Data Types and Precision Issues arise when SQLite does not support the same data types as the production database, leading to modifications that appear to work until real-world data reveals discrepancies. PostgreSQL’s strict enforcement of data precision has been a particular challenge, highlighting the risks of assuming compatibility.
Migration and Schema Changes Collaborating on a project with a robust database migration workflow, including comprehensive up and down scripts, revealed SQLite’s shortcomings. The necessity to devise SQLite-specific migrations and the inability to execute real production migrations presented significant challenges. This prompted a shift to using a real database for testing. However, this transition unveiled numerous issues: migrations that had never been tested for rollback failed, exposing errors that had gone undetected.
False Sense of Security Perhaps the most concerning issue is the false confidence that tests can provide. The differences between testing and production environments mean you might not be thoroughly testing your application’s logic, leading to overlooked flaws.
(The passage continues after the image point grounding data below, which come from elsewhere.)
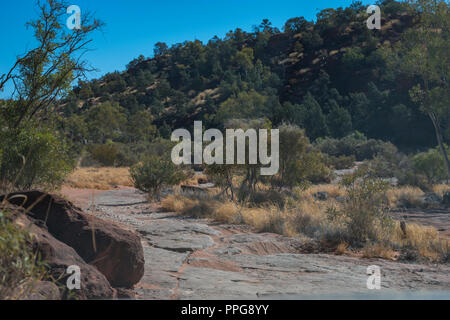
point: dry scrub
(304, 216)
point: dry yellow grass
(333, 190)
(99, 178)
(341, 248)
(426, 240)
(404, 195)
(308, 217)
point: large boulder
(116, 252)
(59, 256)
(431, 200)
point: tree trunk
(437, 130)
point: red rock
(59, 256)
(116, 252)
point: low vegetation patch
(19, 266)
(353, 219)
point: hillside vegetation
(330, 77)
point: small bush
(341, 162)
(33, 157)
(430, 164)
(155, 172)
(19, 266)
(365, 213)
(105, 154)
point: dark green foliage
(329, 77)
(155, 172)
(105, 154)
(33, 157)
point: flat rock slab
(175, 226)
(191, 259)
(182, 242)
(125, 197)
(164, 260)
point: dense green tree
(423, 54)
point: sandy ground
(197, 259)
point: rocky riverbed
(197, 259)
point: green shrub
(33, 157)
(105, 154)
(364, 213)
(154, 172)
(18, 264)
(341, 162)
(355, 144)
(430, 164)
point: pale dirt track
(197, 259)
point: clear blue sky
(134, 26)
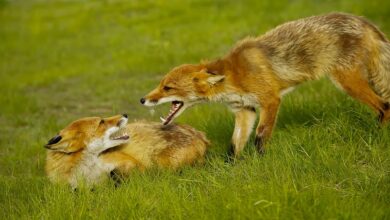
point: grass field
(62, 60)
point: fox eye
(167, 88)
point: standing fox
(353, 52)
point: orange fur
(258, 71)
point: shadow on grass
(3, 3)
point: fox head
(92, 133)
(185, 86)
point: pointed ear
(54, 140)
(57, 143)
(213, 79)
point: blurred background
(62, 60)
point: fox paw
(384, 116)
(259, 143)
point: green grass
(62, 60)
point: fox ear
(54, 140)
(57, 143)
(213, 79)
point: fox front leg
(268, 112)
(244, 120)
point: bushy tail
(380, 77)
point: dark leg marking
(116, 178)
(259, 143)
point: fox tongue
(175, 107)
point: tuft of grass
(62, 60)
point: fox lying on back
(89, 149)
(258, 71)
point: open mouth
(121, 134)
(175, 108)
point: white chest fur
(90, 170)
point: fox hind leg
(355, 85)
(268, 113)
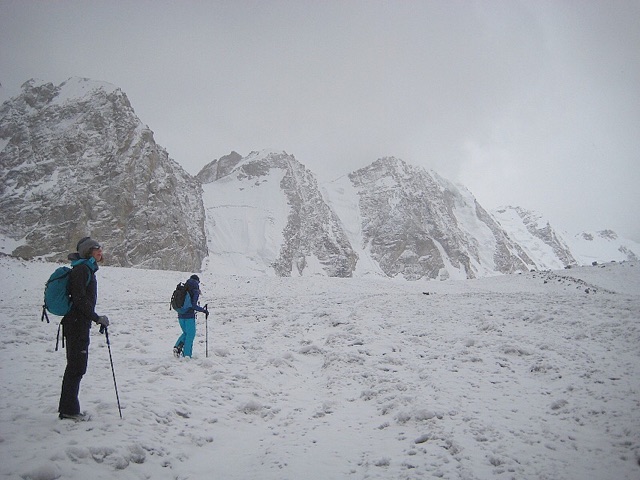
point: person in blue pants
(187, 320)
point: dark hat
(85, 246)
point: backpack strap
(44, 314)
(58, 337)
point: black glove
(103, 321)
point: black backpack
(178, 297)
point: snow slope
(517, 376)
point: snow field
(505, 377)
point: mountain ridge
(78, 152)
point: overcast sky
(530, 103)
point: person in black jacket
(76, 324)
(187, 319)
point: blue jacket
(193, 287)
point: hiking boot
(77, 417)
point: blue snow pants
(188, 326)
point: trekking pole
(206, 329)
(106, 334)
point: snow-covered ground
(511, 377)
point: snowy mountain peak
(78, 152)
(536, 236)
(266, 215)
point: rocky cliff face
(75, 160)
(531, 230)
(415, 224)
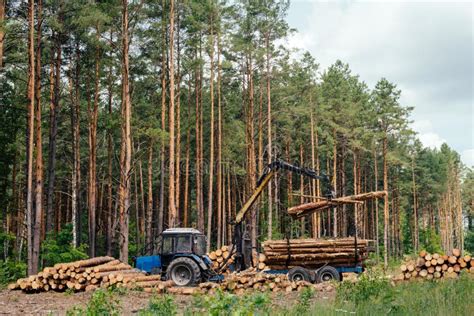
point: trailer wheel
(184, 272)
(299, 274)
(327, 273)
Considerations Against Discontinuing In-Memory Databases

Speed of Execution Yes, in-memory databases are quicker than their physical counterparts but can still be slow. If, after implementing the approach I recommend, you find the performance intolerably sluggish, it may be challenging. However, I advise revisiting your testing strategy to confirm it delivers the intended benefits without fostering a False Sense of Security.
Simplicity and Ease of Configuration The argument that in-memory databases simplify testing doesn’t sit well with me. Altering code just to facilitate testing feels fundamentally wrong, especially when such modifications diverge from production realities.
Resource and Dependency Reduction My preference for the Ports and Adapters pattern might introduce bias, but testing database-related logic inevitably introduces dependencies, whether in-memory or real. Both approaches demand effort to integrate effectively.
Isolation from External Systems The idea of complete isolation from external systems is a myth, particularly when a database is integral to production. Ensuring tests accurately reflect real database interactions offers more reliability and consistency in production environments.
Avoiding Licensing and Cost Issues Licensing and operational costs are legitimate concerns. Ideally, database providers would offer a free tier to mitigate these issues, but this isn’t always the case. If costs become prohibitive, it may be worth exploring alternatives.
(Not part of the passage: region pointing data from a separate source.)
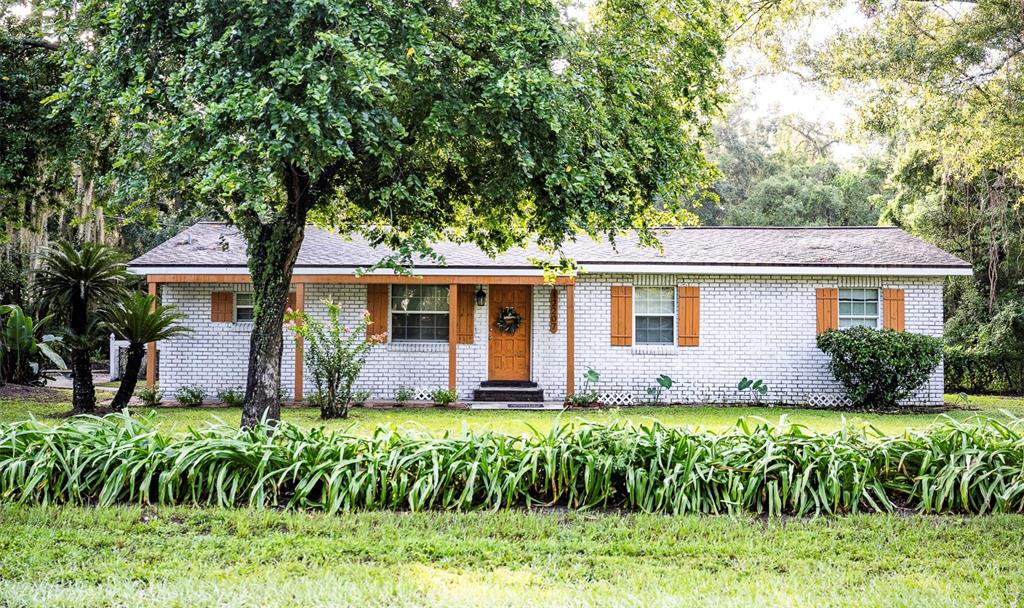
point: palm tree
(139, 319)
(78, 280)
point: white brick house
(712, 306)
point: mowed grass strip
(193, 557)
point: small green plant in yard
(949, 468)
(880, 367)
(336, 353)
(588, 395)
(190, 395)
(403, 394)
(150, 396)
(443, 396)
(758, 388)
(232, 397)
(25, 349)
(662, 383)
(315, 399)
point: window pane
(858, 307)
(654, 330)
(419, 327)
(654, 301)
(419, 297)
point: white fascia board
(779, 270)
(594, 268)
(322, 270)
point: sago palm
(139, 319)
(77, 281)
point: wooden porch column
(300, 306)
(453, 332)
(151, 349)
(569, 340)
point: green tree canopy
(479, 121)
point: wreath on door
(508, 319)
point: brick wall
(758, 327)
(755, 327)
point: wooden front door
(508, 354)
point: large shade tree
(482, 121)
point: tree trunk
(130, 377)
(271, 250)
(83, 393)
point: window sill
(418, 346)
(654, 349)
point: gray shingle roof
(211, 244)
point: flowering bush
(336, 354)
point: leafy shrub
(758, 388)
(443, 396)
(662, 383)
(878, 368)
(949, 468)
(587, 395)
(151, 397)
(190, 395)
(315, 399)
(336, 354)
(24, 348)
(232, 397)
(403, 394)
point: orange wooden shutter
(827, 300)
(622, 315)
(689, 316)
(466, 310)
(377, 304)
(222, 307)
(893, 309)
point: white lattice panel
(617, 398)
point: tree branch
(44, 44)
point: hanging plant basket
(508, 319)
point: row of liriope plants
(757, 468)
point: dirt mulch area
(20, 392)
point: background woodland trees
(938, 129)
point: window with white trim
(858, 307)
(419, 313)
(654, 315)
(243, 308)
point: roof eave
(595, 267)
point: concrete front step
(508, 393)
(547, 405)
(508, 384)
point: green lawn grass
(442, 420)
(190, 557)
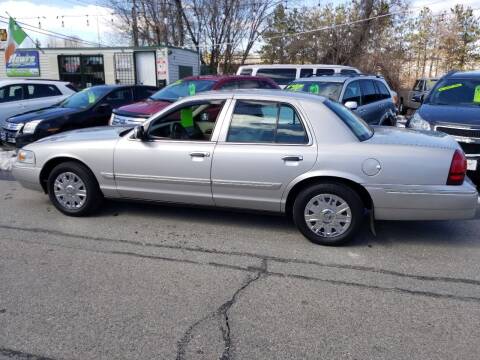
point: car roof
(277, 95)
(475, 74)
(223, 77)
(35, 81)
(338, 78)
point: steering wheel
(177, 131)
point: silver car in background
(292, 153)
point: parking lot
(141, 281)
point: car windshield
(359, 127)
(430, 83)
(328, 89)
(460, 92)
(85, 98)
(182, 88)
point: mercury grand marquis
(297, 154)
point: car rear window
(359, 127)
(328, 89)
(280, 76)
(463, 92)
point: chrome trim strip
(247, 184)
(107, 175)
(163, 179)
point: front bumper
(424, 202)
(27, 176)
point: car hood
(435, 114)
(146, 107)
(89, 134)
(398, 136)
(43, 114)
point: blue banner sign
(24, 63)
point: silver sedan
(297, 154)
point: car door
(11, 101)
(263, 146)
(371, 109)
(173, 162)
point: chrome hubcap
(70, 191)
(328, 215)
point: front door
(265, 147)
(174, 160)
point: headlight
(30, 127)
(418, 123)
(26, 157)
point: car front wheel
(328, 213)
(73, 189)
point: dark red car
(137, 113)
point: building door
(145, 68)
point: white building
(83, 67)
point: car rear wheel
(73, 189)
(328, 213)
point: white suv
(21, 95)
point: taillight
(458, 168)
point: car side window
(265, 122)
(306, 72)
(352, 93)
(119, 97)
(193, 121)
(11, 93)
(35, 91)
(382, 90)
(369, 93)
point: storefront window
(82, 70)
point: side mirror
(139, 132)
(104, 108)
(417, 98)
(352, 105)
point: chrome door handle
(199, 154)
(293, 158)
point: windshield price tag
(449, 87)
(476, 95)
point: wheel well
(50, 164)
(359, 189)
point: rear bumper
(27, 176)
(425, 202)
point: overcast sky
(75, 20)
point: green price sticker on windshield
(91, 97)
(476, 94)
(191, 89)
(314, 89)
(449, 87)
(295, 87)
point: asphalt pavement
(143, 281)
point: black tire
(94, 196)
(346, 194)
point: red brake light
(458, 168)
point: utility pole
(134, 24)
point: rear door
(174, 162)
(263, 146)
(371, 109)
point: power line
(52, 33)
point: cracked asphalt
(142, 281)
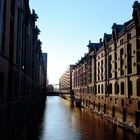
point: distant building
(65, 81)
(21, 62)
(107, 78)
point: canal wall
(106, 112)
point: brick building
(22, 68)
(107, 78)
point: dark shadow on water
(25, 129)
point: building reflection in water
(58, 120)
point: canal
(62, 121)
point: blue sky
(68, 25)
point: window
(102, 88)
(98, 70)
(122, 88)
(1, 85)
(116, 88)
(109, 66)
(128, 36)
(138, 105)
(110, 88)
(121, 41)
(98, 88)
(3, 25)
(130, 88)
(122, 102)
(129, 58)
(121, 62)
(138, 87)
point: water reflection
(62, 121)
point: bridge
(58, 90)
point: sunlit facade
(22, 69)
(110, 72)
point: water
(61, 121)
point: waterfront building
(22, 69)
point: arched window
(1, 85)
(130, 88)
(110, 88)
(121, 61)
(138, 87)
(122, 88)
(129, 58)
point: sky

I’m at a point where, for me, I will need convincing to use an in-memory database for testing, as opposed to the other way around. I’m not saying it’s impossible, but by default, I would want to hear a compelling argument for it. Here’s a non-exhaustive list of arguments that have swayed me:

Rapid Prototyping and Development Cycles If the project is in its infancy and the database and its requirements are still evolving, in-memory databases might be a good fit. However, I would still want to transition to a real database as soon as feasible.
Unit Testing Specific Database Interactions While in-memory databases might not fully mimic the behavior of a production database, they can still be useful for unit testing specific database interactions or data access layers, assuming the tests are designed with the limitations of in-memory databases in mind.